Oleh karena itu, Ombudsman Kepri meminta Polda Kepri melakukan pembersihan internal dan menindak oknum yang terlibat.
Berdasarkan laporan masyarakat, aktivitas tambang pasir ilegal masih tersebar di beberapa titik krusial:
- Kecamatan Nongsa: Kampung Jabi, Kampung Melayu, Sambau, dan Teluk Mata Ikan.
- Wilayah Lain: Tembesi, Sagulung, dan Sekupang.
Pelaku tambang ilegal sebenarnya terancam hukuman berat yang sudah diatur dalam undang-undang:
- UU Minerba (Pasal 158): Penjara maksimal 5 tahun dan denda hingga Rp100 miliar.
- UU Lingkungan Hidup (Pasal 98): Penjara maksimal 10 tahun dan denda hingga Rp10 miliar.
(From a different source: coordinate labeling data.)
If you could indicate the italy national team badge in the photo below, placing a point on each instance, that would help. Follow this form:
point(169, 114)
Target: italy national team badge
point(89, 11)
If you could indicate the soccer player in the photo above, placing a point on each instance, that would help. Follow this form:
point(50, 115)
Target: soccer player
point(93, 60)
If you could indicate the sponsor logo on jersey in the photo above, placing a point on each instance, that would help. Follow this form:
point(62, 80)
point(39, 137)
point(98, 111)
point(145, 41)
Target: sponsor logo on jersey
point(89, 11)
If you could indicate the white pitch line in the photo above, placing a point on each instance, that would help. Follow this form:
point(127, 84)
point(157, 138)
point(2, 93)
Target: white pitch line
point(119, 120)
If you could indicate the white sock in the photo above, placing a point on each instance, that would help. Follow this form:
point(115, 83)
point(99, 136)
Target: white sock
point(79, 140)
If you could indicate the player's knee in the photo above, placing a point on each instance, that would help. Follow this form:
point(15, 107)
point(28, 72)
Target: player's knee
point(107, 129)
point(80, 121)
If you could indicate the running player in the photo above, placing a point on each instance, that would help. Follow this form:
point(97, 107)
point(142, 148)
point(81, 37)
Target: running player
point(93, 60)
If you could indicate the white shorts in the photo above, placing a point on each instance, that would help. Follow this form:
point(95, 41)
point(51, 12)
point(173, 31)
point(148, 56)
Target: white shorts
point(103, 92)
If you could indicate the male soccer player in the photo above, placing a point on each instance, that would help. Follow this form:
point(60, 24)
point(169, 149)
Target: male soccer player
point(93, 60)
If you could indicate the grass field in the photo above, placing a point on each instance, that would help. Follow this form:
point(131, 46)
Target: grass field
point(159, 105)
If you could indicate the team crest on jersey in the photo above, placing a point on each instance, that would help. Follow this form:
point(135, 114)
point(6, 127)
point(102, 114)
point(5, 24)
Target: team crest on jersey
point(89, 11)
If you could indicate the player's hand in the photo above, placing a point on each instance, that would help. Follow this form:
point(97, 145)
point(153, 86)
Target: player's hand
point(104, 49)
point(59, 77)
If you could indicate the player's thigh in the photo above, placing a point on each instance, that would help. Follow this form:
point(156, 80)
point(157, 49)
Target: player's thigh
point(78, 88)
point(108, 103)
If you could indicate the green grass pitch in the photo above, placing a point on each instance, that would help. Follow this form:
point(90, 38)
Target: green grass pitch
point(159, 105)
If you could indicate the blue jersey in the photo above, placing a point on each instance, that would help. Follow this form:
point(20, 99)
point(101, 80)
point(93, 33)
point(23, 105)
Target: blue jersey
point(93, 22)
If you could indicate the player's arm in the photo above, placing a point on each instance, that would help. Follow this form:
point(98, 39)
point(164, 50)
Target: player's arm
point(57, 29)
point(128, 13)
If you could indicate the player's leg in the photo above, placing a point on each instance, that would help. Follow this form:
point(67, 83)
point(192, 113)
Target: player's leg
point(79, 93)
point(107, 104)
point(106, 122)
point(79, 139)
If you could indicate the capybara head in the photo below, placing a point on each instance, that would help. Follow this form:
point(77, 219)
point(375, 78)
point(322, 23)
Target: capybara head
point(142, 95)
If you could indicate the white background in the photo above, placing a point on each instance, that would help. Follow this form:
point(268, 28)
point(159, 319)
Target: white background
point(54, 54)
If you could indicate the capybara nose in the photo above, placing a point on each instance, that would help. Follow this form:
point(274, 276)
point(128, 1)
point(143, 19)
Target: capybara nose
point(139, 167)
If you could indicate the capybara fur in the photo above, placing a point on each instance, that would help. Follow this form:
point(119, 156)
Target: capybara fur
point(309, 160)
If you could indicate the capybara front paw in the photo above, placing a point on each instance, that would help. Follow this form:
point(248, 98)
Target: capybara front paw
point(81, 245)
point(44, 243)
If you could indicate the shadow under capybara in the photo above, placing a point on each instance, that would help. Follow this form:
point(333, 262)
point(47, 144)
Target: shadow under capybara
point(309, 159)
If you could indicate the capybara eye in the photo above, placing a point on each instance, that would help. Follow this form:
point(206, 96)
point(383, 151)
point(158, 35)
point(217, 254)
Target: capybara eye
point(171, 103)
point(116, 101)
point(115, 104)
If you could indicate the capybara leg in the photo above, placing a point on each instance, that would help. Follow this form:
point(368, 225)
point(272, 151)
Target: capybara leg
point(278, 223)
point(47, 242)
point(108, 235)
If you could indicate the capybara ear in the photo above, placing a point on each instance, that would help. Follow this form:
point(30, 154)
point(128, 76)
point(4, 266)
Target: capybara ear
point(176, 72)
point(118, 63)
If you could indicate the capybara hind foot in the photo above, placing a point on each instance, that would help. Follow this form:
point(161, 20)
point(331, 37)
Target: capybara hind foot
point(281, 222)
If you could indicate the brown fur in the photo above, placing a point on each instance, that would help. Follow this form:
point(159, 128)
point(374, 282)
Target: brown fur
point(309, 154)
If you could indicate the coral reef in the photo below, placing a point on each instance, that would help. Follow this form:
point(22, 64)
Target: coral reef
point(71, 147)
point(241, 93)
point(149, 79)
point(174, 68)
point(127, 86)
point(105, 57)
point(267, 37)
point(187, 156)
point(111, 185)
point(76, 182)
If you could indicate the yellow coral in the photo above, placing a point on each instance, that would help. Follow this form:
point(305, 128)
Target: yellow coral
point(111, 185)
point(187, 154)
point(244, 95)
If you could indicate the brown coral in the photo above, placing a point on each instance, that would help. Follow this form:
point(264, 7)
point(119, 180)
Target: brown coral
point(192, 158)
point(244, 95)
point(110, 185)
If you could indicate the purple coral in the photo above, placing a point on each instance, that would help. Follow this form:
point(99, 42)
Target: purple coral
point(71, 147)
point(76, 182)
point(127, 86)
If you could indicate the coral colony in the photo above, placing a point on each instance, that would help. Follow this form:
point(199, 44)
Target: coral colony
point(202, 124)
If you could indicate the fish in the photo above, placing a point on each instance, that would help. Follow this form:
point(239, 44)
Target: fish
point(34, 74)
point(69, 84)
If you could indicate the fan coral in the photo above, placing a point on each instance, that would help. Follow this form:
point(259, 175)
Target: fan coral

Ombudsman Kepri menyarankan agar Polda Kepri segera berkoordinasi dengan Direktorat Jenderal Penegakan Hukum (Gakkum) Kementerian LHK untuk melakukan penegakan hukum yang lebih serius.
Ombudsman Kepri berkomitmen akan terus memantau (monitoring) lokasi-lokasi tersebut guna memastikan tidak ada lagi alat berat yang kembali beroperasi.